Since 1998, most of the chemical industry, light industrial machinery and other industrial enterprises established by local governments around the oil fields have gone bankrupt, while industries such as sugar, wine, hardware, food and clothing have also been deserted and depressed. The original city It is a complete collapse of the industrial and commercial system. According to statistics, there were 90 municipal enterprises in the city in 1996, but by 2000, only 8 could barely survive. A few are kept in the original commercial area. On October 1, the owner of a small shop opposite the bus station in Yumen City was waiting for business. On October 1, the Yumen City Bus Station was empty. On October 1, Yumen Laojun Temple, after the 30-year class reunion, everyone chose the first oil well in Laojun Temple where they once worked to take a group photo.
Faced with the decline of the oil industry, Yumen, which has abundant wind energy resources, began to spare no effort to develop wind power. In 2009 alone, Yumen's wind power installed capacity exceeded the total of the previous 12 years.
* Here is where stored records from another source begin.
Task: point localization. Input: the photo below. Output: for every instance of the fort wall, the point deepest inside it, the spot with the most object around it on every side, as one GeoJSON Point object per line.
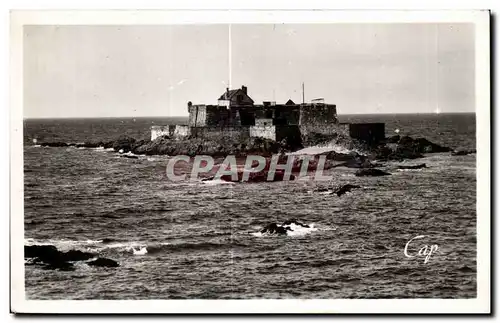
{"type": "Point", "coordinates": [217, 133]}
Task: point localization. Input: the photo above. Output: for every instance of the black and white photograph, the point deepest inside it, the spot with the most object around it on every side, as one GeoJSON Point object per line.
{"type": "Point", "coordinates": [236, 159]}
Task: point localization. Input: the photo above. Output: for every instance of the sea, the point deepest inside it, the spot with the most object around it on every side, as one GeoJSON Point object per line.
{"type": "Point", "coordinates": [193, 240]}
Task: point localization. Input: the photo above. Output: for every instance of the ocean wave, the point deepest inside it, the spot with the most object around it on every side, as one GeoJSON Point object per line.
{"type": "Point", "coordinates": [321, 149]}
{"type": "Point", "coordinates": [216, 182]}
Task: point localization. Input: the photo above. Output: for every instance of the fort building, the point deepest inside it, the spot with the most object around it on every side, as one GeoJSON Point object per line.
{"type": "Point", "coordinates": [236, 115]}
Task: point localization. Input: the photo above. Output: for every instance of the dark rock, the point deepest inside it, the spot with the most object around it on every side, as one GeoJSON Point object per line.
{"type": "Point", "coordinates": [51, 258]}
{"type": "Point", "coordinates": [371, 172]}
{"type": "Point", "coordinates": [333, 155]}
{"type": "Point", "coordinates": [54, 144]}
{"type": "Point", "coordinates": [103, 262]}
{"type": "Point", "coordinates": [273, 228]}
{"type": "Point", "coordinates": [344, 189]}
{"type": "Point", "coordinates": [400, 148]}
{"type": "Point", "coordinates": [124, 143]}
{"type": "Point", "coordinates": [60, 265]}
{"type": "Point", "coordinates": [463, 152]}
{"type": "Point", "coordinates": [412, 166]}
{"type": "Point", "coordinates": [77, 255]}
{"type": "Point", "coordinates": [41, 252]}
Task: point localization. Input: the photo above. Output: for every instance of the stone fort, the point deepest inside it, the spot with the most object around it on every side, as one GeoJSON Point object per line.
{"type": "Point", "coordinates": [237, 116]}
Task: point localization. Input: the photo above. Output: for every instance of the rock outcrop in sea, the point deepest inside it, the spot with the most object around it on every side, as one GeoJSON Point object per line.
{"type": "Point", "coordinates": [50, 258]}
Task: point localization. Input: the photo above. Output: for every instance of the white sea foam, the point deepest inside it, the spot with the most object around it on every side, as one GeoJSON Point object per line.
{"type": "Point", "coordinates": [297, 230]}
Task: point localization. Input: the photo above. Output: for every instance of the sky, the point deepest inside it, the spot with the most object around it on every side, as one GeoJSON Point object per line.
{"type": "Point", "coordinates": [138, 70]}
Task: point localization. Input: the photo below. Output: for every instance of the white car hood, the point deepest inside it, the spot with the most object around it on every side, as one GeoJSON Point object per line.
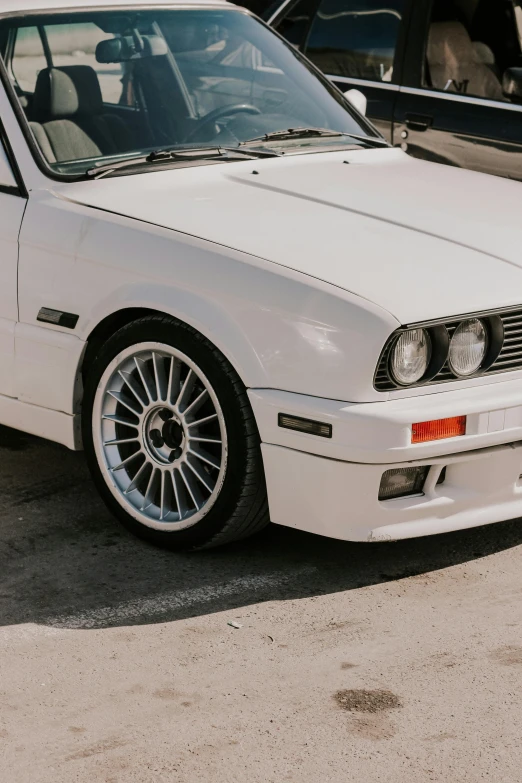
{"type": "Point", "coordinates": [418, 239]}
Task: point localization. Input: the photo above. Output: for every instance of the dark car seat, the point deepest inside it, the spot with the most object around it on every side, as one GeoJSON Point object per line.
{"type": "Point", "coordinates": [456, 66]}
{"type": "Point", "coordinates": [69, 116]}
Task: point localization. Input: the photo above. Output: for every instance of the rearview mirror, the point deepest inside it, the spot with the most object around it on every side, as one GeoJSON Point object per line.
{"type": "Point", "coordinates": [130, 47]}
{"type": "Point", "coordinates": [512, 84]}
{"type": "Point", "coordinates": [358, 100]}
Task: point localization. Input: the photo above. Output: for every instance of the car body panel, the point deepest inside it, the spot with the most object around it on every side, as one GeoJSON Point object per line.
{"type": "Point", "coordinates": [455, 129]}
{"type": "Point", "coordinates": [370, 206]}
{"type": "Point", "coordinates": [272, 324]}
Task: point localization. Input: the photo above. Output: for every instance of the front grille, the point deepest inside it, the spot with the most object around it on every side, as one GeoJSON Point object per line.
{"type": "Point", "coordinates": [509, 358]}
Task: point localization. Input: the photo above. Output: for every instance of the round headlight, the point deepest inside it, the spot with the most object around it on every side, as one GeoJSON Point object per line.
{"type": "Point", "coordinates": [468, 347]}
{"type": "Point", "coordinates": [411, 356]}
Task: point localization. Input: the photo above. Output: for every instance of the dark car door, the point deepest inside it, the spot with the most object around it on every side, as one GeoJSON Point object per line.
{"type": "Point", "coordinates": [451, 107]}
{"type": "Point", "coordinates": [356, 43]}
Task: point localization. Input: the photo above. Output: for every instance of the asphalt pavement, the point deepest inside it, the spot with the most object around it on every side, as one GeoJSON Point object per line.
{"type": "Point", "coordinates": [286, 657]}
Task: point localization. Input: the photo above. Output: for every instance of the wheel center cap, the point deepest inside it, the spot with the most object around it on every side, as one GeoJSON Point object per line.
{"type": "Point", "coordinates": [164, 435]}
{"type": "Point", "coordinates": [172, 434]}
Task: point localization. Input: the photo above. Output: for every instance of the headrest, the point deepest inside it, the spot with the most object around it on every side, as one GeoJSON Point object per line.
{"type": "Point", "coordinates": [483, 53]}
{"type": "Point", "coordinates": [449, 45]}
{"type": "Point", "coordinates": [67, 91]}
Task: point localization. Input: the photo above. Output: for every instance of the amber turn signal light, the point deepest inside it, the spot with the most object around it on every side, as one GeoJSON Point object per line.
{"type": "Point", "coordinates": [438, 429]}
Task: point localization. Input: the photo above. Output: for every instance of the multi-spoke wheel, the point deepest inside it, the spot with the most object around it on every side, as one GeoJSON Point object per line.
{"type": "Point", "coordinates": [171, 438]}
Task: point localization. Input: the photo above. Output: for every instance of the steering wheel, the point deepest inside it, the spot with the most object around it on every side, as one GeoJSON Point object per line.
{"type": "Point", "coordinates": [216, 114]}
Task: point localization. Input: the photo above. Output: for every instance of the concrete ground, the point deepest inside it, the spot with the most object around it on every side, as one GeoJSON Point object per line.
{"type": "Point", "coordinates": [376, 662]}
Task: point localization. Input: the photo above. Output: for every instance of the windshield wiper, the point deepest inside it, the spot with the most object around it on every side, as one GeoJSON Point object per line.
{"type": "Point", "coordinates": [306, 133]}
{"type": "Point", "coordinates": [193, 153]}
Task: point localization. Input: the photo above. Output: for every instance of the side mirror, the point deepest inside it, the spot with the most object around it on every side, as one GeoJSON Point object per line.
{"type": "Point", "coordinates": [357, 99]}
{"type": "Point", "coordinates": [512, 84]}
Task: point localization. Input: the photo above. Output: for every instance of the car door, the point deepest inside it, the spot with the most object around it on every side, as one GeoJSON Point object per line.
{"type": "Point", "coordinates": [12, 206]}
{"type": "Point", "coordinates": [451, 107]}
{"type": "Point", "coordinates": [356, 43]}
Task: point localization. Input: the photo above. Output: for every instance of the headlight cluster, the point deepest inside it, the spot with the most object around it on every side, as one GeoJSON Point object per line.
{"type": "Point", "coordinates": [419, 354]}
{"type": "Point", "coordinates": [411, 356]}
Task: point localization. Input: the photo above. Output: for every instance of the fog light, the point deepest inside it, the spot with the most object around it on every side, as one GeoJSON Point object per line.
{"type": "Point", "coordinates": [400, 482]}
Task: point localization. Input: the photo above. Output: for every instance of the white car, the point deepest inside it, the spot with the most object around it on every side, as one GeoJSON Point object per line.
{"type": "Point", "coordinates": [220, 281]}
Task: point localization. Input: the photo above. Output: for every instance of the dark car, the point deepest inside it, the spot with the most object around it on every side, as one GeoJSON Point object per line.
{"type": "Point", "coordinates": [443, 78]}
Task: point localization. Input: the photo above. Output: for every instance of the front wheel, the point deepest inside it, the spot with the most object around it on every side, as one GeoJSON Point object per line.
{"type": "Point", "coordinates": [170, 437]}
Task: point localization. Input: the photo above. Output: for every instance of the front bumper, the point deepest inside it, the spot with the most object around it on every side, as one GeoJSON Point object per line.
{"type": "Point", "coordinates": [331, 487]}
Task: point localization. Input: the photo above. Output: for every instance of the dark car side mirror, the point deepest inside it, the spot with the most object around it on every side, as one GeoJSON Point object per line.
{"type": "Point", "coordinates": [512, 84]}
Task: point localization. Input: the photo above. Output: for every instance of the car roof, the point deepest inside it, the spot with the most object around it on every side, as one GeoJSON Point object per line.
{"type": "Point", "coordinates": [9, 7]}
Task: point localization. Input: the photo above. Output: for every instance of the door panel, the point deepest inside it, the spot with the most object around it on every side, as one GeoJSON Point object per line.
{"type": "Point", "coordinates": [466, 132]}
{"type": "Point", "coordinates": [11, 213]}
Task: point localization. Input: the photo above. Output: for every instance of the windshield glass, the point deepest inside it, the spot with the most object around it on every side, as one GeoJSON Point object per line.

The generally low-profit operations of wind power companies, as well as the serious lag in the construction and upgrade of the northwest power grid, have also triggered the question of "the oil city is gone, where is the wind city?" The picture shows wild animals in the Gobi Desert next to Yumen City.
At the foot of the Qilian Mountains, the traffic on the road leading to Yumen City is also sparse. At present, Yumen has been included in the list of 44 resource-exhausted cities across the country, and the central government has provided financial support to the city for financial transfers. The pain of Yumen’s abandoned city reflects the transformation dilemma of many resource-based cities in China.
Apart from the oil fields and the government, there are almost no other employment channels. The oil fields and the government cannot hire a few people. What will they do when they come back? How will they make a living?